A devil landed on my shoulder, urging me to suck my bottom lip into my mouth as I held Jesse’s stare.

“Are you gonna spank me for cussing?” I asked, hearing how low and suggestive my voice had become.

I sounded like the brat he sometimes called me.

A wicked smile gleamed in his eyes as he cupped my aching balls. “I’ll spank you just for the hell of it, college boy. I don’t need a reason.”

“Fuck,” I gasped, tipping my head back and riding his hand. My nuts were already so tight there was no way I was going to outlast all the stuff he had planned.

He squeezed my sack, his fingers kneading gently. “Do you know about safewords?”
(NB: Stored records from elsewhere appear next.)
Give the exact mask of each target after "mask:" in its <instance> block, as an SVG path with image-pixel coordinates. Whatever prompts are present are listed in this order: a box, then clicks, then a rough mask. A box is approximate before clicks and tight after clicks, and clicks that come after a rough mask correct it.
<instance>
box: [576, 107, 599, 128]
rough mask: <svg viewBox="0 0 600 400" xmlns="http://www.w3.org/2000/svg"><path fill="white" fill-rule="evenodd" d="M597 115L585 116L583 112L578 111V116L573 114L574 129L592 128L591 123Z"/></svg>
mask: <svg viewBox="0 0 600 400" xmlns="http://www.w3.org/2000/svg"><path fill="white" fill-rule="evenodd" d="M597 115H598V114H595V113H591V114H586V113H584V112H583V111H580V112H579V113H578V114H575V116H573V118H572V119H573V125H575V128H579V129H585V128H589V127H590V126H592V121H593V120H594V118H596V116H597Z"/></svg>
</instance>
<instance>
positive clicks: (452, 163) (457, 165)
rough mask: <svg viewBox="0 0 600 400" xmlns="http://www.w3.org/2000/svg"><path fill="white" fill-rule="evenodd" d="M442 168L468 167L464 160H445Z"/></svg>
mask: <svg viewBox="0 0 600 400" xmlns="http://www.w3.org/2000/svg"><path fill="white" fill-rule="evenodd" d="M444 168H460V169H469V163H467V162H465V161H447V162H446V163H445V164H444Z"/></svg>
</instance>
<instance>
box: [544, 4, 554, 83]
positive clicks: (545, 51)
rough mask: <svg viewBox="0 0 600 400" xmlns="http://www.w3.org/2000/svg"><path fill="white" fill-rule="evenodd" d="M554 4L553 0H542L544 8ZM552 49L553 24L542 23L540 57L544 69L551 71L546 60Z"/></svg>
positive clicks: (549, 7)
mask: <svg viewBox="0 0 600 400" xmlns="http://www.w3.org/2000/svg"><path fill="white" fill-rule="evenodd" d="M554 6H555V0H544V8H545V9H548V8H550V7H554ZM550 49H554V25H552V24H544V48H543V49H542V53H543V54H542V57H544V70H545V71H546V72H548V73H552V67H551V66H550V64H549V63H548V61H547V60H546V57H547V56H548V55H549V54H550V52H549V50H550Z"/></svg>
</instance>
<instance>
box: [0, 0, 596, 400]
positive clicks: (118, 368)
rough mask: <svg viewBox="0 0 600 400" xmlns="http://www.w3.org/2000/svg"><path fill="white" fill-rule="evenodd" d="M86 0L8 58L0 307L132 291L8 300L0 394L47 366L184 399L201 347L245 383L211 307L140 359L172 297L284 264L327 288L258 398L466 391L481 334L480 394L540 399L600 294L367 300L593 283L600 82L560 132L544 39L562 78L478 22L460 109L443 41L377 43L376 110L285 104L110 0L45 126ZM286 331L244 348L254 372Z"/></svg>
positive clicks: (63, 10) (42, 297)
A groan built in my throat. He wanted to talk about this now, when I was seconds from begging? When I wanted nothing more than to collapse on top of him and press my nose to the steady beat in his neck while I jerked my hips against his until I came like a fountain?

“Caleb?” he prompted, squeezing just a little bit harder.

Grunting, I lowered my head and met his eyes. “It’s for BDSM or whatever. Like a word I can use when I want you to stop spanking me.”

“Not just spanking,” he said, sliding his hand farther under me and massaging the sensitive skin behind my balls. “Your safeword is a hard limit. You use it when you want me to stop. And I will, every time.”

“Yeah. That’s fine.” Whatever, just keep touching me.

Jesse frowned, but he continued his firm strokes over my taint. “Pick something you won’t say casually.”

My breath shuddered as words tumbled through my mind. And the perfect candidate came to me wrapped in thin, clear plastic, little multi-colored candies embedded in a smooth layer of frosting as easily peeled away as the inhibitions that had strangled me since adolescence.

“Brownie,” I said huskily, slowing my rocking hips.

Jesse stared up at me with eyes that had gone soft despite the wolf staring out from them. “Brownie. I like that.” He held my gaze for another moment, then slid a finger to my hole and stroked.